Gravesend by Cole Swensen

A book exploring the meaning of what it means to be, or see, a ghost, Gravesend is truly a haunting book. Broken up by interviews, second-hand ghost stories, and ghost sightings within paintings, Swensen experiments with language that invokes the sensory system so strong it send chills up the spine.

In her poem “A Ghost,” she writes, “A Ghost / erodes the line between being and place becomes the place of being time and so / the house turns in the snow is why a ghost always has the architecture of a storm…”


The Babies by Sabrina Orah Mark

Sabrina Orah Mark’s book of poetry, The Babies, uses surrealist images paired with suspense to disorient the reader, sure to thrill any reader. “The poems in The Babies are haunted by invented characters and fabulous details; mysterious fates, wars, and historical events are hinted at, and characters navigate relationships and terrors in a series of surreally twisted prose poems.” – Poetry Foundation. Selected by Jane Miller as the winner of the Saturnalia Books Poetry Contest, The Babies is a perfect read for a cloudy, autumn day.



"The H Word: What Comes at the End" by Kristi DeMeester

This thousand-word essay recently published in Issue 61 of Nightmare magazine, discusses why we turn to writing horror. DeMeester recounts her childhood obsession with killing insects as a way of coping with pain, and argues for horror as a method of understanding our past, present, and future. She writes, "Here, again, I turn to horror to try and make sense of the insensible, and in that way, horror can become more powerful a tool than we ever imagined it to be."

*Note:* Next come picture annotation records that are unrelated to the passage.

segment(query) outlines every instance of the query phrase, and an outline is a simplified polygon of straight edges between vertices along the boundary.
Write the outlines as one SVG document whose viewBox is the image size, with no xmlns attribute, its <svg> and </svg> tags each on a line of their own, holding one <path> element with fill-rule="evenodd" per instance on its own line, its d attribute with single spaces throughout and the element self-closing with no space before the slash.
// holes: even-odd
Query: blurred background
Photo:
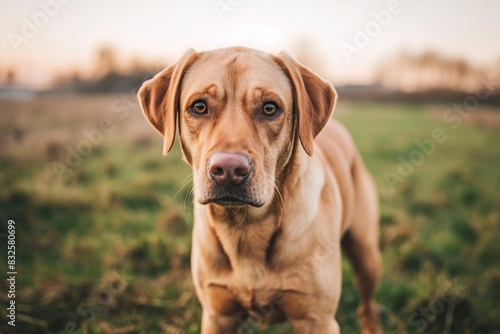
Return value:
<svg viewBox="0 0 500 334">
<path fill-rule="evenodd" d="M 500 331 L 500 3 L 0 3 L 1 333 L 198 333 L 190 170 L 141 83 L 188 48 L 286 50 L 337 88 L 379 189 L 386 333 Z M 16 222 L 16 327 L 7 221 Z M 343 265 L 337 319 L 359 333 Z M 245 333 L 292 333 L 288 325 Z"/>
</svg>

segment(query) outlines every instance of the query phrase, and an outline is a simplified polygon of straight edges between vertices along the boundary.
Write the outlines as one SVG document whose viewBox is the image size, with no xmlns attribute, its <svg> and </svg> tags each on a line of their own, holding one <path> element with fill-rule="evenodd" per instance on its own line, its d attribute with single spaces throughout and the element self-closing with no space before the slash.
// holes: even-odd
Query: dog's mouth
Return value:
<svg viewBox="0 0 500 334">
<path fill-rule="evenodd" d="M 250 205 L 259 208 L 264 205 L 264 203 L 260 203 L 252 198 L 248 198 L 246 196 L 239 197 L 234 195 L 208 197 L 207 199 L 200 201 L 200 203 L 203 205 L 214 203 L 224 207 L 240 207 Z"/>
</svg>

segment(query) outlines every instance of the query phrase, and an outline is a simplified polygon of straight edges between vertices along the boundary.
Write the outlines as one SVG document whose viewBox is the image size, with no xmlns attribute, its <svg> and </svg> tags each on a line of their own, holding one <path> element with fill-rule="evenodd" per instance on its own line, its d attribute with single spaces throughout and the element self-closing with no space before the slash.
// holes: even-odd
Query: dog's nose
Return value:
<svg viewBox="0 0 500 334">
<path fill-rule="evenodd" d="M 247 157 L 235 153 L 215 153 L 210 158 L 208 173 L 217 183 L 239 185 L 250 175 Z"/>
</svg>

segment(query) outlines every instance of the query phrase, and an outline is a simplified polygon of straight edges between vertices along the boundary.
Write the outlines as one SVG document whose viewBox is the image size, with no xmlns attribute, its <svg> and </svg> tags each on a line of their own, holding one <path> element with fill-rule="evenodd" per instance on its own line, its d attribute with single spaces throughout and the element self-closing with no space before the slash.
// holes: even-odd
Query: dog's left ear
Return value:
<svg viewBox="0 0 500 334">
<path fill-rule="evenodd" d="M 176 64 L 146 81 L 137 94 L 144 116 L 164 138 L 164 155 L 174 145 L 182 76 L 197 58 L 198 54 L 189 50 Z"/>
<path fill-rule="evenodd" d="M 330 119 L 337 93 L 329 82 L 321 79 L 285 52 L 281 52 L 275 60 L 293 85 L 300 142 L 307 154 L 312 155 L 314 138 Z"/>
</svg>

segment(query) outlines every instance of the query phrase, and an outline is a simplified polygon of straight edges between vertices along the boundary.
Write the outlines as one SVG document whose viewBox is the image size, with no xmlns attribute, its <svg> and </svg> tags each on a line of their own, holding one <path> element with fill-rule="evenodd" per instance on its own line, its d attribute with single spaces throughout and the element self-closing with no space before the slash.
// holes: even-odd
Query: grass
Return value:
<svg viewBox="0 0 500 334">
<path fill-rule="evenodd" d="M 161 138 L 131 99 L 0 101 L 0 234 L 8 219 L 16 221 L 18 333 L 199 332 L 189 273 L 190 170 L 177 145 L 161 157 Z M 116 103 L 129 111 L 125 117 L 113 112 Z M 336 114 L 379 188 L 386 333 L 500 331 L 500 134 L 472 122 L 453 129 L 431 112 L 446 108 L 340 102 Z M 76 149 L 82 130 L 99 128 L 103 117 L 113 130 L 55 176 L 53 162 L 66 164 L 67 146 Z M 397 175 L 399 157 L 408 160 L 415 140 L 432 138 L 435 128 L 446 141 L 390 186 L 386 172 Z M 6 256 L 0 263 L 6 268 Z M 337 319 L 343 333 L 358 333 L 347 262 L 343 278 Z M 2 292 L 0 302 L 7 301 Z M 0 314 L 0 332 L 13 332 L 4 306 Z"/>
</svg>

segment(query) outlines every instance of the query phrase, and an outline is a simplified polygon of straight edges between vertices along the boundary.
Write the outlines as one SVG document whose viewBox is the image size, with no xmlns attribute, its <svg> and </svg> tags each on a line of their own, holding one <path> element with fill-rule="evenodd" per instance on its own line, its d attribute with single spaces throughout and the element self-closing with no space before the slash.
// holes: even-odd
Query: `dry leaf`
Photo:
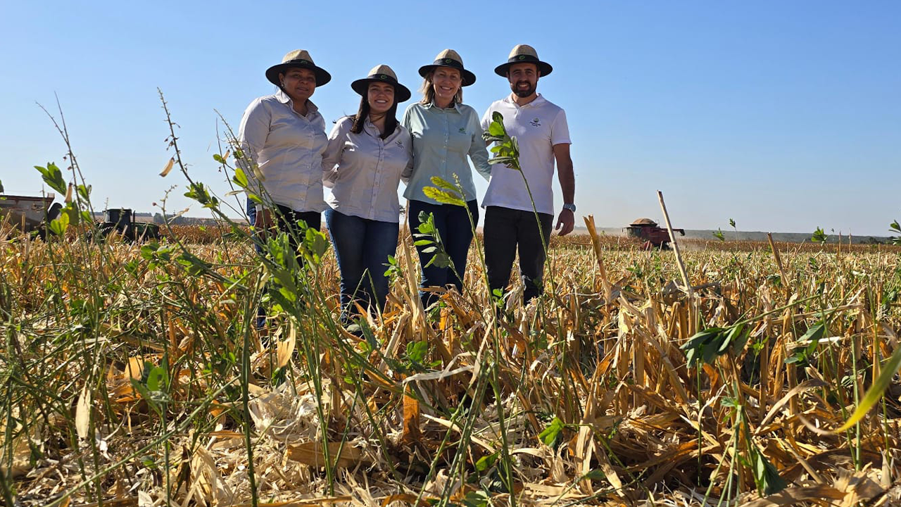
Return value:
<svg viewBox="0 0 901 507">
<path fill-rule="evenodd" d="M 169 159 L 168 163 L 167 163 L 166 167 L 163 168 L 163 171 L 159 173 L 159 176 L 166 178 L 166 175 L 168 174 L 168 171 L 172 171 L 173 165 L 175 165 L 175 157 Z"/>
<path fill-rule="evenodd" d="M 87 389 L 87 384 L 81 390 L 78 396 L 78 404 L 75 409 L 75 429 L 78 432 L 78 437 L 86 438 L 91 428 L 91 392 Z"/>
<path fill-rule="evenodd" d="M 369 459 L 363 454 L 363 451 L 357 447 L 351 447 L 350 444 L 344 442 L 329 442 L 329 463 L 334 464 L 337 459 L 339 468 L 350 468 L 360 463 L 369 463 Z M 339 449 L 341 454 L 339 454 Z M 325 456 L 319 442 L 306 442 L 299 446 L 288 446 L 288 459 L 298 461 L 309 466 L 324 466 Z"/>
</svg>

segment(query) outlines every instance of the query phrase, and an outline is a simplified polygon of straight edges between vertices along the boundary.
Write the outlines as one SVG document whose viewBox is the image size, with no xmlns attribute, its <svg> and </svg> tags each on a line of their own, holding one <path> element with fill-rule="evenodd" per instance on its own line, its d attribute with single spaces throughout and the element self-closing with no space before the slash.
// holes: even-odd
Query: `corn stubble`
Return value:
<svg viewBox="0 0 901 507">
<path fill-rule="evenodd" d="M 331 253 L 283 309 L 227 230 L 169 231 L 199 274 L 140 245 L 0 243 L 6 502 L 898 501 L 896 377 L 833 431 L 897 350 L 896 249 L 778 245 L 780 274 L 767 246 L 689 247 L 689 299 L 672 253 L 575 236 L 551 244 L 557 293 L 537 304 L 514 281 L 496 312 L 477 260 L 426 313 L 406 233 L 358 337 Z"/>
</svg>

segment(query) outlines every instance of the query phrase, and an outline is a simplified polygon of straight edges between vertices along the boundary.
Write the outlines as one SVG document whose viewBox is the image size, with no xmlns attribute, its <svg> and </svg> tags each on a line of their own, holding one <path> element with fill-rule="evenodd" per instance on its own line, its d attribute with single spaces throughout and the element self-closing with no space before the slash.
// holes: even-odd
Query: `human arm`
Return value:
<svg viewBox="0 0 901 507">
<path fill-rule="evenodd" d="M 413 131 L 411 130 L 410 125 L 410 109 L 411 107 L 407 107 L 406 110 L 404 111 L 404 117 L 400 120 L 401 126 L 406 130 L 407 135 L 409 136 L 407 138 L 406 149 L 410 158 L 407 161 L 406 167 L 404 168 L 404 171 L 400 174 L 400 180 L 405 185 L 410 183 L 410 178 L 413 176 Z"/>
<path fill-rule="evenodd" d="M 469 159 L 472 165 L 476 167 L 476 171 L 482 175 L 485 180 L 491 179 L 491 164 L 488 163 L 487 143 L 482 139 L 484 129 L 478 122 L 476 112 L 472 111 L 469 115 L 469 132 L 472 133 L 472 139 L 469 142 Z"/>
<path fill-rule="evenodd" d="M 413 175 L 413 137 L 405 127 L 401 126 L 404 128 L 401 139 L 404 140 L 404 146 L 406 148 L 406 167 L 400 174 L 400 180 L 406 185 L 410 182 L 410 176 Z"/>
<path fill-rule="evenodd" d="M 557 161 L 557 175 L 563 192 L 564 204 L 573 204 L 576 198 L 576 174 L 572 169 L 572 158 L 569 156 L 569 143 L 561 143 L 553 146 L 554 159 Z M 555 230 L 560 230 L 560 235 L 566 235 L 576 226 L 576 216 L 572 211 L 563 208 L 557 218 Z"/>
<path fill-rule="evenodd" d="M 332 188 L 338 180 L 338 162 L 344 152 L 344 141 L 352 124 L 350 117 L 343 117 L 338 120 L 329 134 L 329 143 L 323 153 L 323 185 L 328 189 Z"/>
</svg>

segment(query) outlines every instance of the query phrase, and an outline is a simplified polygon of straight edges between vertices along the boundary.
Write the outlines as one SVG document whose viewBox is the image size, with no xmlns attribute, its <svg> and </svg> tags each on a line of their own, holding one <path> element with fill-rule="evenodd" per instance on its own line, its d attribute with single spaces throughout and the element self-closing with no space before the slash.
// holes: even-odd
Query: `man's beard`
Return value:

Available online at: http://www.nightmare-magazine.com/nonfiction/h-word-comes-end/


Shirley Jackson: A Rather Haunted Life by Ruth Franklin

Besides Shirley Jackson’s “The Lottery,” The Haunting of Hill House, and her other popular horror works, nothing is scarier than a true story. A Rather Haunted Life is an honest and insightful biography of the life of Shirley Jackson. Franklin uses a sympathetic tone to explore Jackson's interest in witchcraft, hexes, and charms, and how that reflects the oppressive gender roles Jackson endured in the mid-twentieth century.  Shirley Jackson: A Rather Haunted Life, aims to elevate Jackson as one of the most interesting and important horror writers of the century.